Figure 1 illustrates an exemplary stent 100 which may be utilized in accordance with an exemplary embodiment of the present invention. The expandable cylindrical stent 100 comprises a fenestrated structure for placement in a blood vessel, duct or lumen to hold the vessel, duct or lumen open, more particularly for protecting a segment of artery from restenosis after angioplasty. The stent 100 may be expanded circumferentially and maintained in an expanded configuration, that is circumferentially or radially rigid. The stent 100 is axially flexible and when flexed at a band, the stent 100 avoids any extemally-protruding component parts.
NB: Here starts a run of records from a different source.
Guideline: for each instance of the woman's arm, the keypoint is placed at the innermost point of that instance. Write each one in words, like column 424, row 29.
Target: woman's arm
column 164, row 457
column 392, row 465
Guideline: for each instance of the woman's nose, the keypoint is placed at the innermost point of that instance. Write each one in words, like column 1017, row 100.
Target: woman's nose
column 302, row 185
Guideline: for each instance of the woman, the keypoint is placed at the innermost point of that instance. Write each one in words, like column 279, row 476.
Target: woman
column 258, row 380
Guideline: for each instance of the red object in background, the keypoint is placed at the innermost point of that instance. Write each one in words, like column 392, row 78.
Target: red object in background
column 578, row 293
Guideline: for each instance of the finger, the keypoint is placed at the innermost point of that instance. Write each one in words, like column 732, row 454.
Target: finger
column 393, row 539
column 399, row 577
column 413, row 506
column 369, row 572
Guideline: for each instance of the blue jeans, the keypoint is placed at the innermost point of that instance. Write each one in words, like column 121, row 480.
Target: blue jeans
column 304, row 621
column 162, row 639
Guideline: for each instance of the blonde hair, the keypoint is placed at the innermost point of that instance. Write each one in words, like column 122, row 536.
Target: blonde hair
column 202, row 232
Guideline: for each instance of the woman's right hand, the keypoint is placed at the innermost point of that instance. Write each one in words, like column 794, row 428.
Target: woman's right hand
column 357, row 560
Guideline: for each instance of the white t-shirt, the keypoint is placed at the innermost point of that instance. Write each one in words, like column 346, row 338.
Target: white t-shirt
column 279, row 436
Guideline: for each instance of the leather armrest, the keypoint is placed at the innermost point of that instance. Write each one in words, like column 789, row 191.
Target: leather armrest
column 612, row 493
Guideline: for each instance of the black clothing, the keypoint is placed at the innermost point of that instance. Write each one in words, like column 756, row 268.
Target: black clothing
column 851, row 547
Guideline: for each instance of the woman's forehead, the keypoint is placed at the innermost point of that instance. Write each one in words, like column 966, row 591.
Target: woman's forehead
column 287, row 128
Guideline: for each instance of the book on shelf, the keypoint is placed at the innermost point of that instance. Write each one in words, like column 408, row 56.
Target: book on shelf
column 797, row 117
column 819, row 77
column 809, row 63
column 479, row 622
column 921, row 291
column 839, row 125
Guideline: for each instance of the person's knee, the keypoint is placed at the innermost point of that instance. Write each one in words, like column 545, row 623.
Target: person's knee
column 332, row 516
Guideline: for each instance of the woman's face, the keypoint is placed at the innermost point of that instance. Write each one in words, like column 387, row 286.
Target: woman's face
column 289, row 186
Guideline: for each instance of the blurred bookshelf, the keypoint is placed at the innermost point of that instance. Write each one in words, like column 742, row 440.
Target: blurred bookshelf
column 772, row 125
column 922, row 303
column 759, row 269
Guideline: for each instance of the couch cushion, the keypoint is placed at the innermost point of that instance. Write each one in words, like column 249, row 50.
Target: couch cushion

The stent 100 generally comprises first and second ends with an intermediate section therebetween. The stent 100 has a longitudinal axis and comprises a plurality of longitudinally disposed bands 102, wherein each band 102 defines a generally continuous wave along a line segment parallel to the longitudinal axis. A plurality of circumferentially arranged links 104 maintain the bands 102 in a substantially tubular structure. Essentially, each longitudinally disposed band 102 is connected at a plurality of periodic locations, by a short circumferentially arranged link 104 to an adjacent band 102. The wave associated with each of the bands 102 has approximately the same fundamental spatial frequency in the intermediate section, and the bands 102 are so disposed that the wave associated with them are generally aligned so as to be generally in phase with one another. As illustrated in the figure, each longitudinally arranged band 102 undulates through approximately two cycles before there is a link to an adjacent band 102.
The stent 100 may be fabricated utilizing any number of methods. For example, the stent 100 may be fabricated from a hollow or formed stainless steel tube that may be machined using lasers, electric discharge milling, chemical etching or other means. The stent 100 is inserted into the body and placed at the desired site in an unexpanded form. In one embodiment, expansion may be effected in a blood vessel by a balloon catheter, where the final diameter of the stent 100 is a function of the diameter of the balloon catheter used.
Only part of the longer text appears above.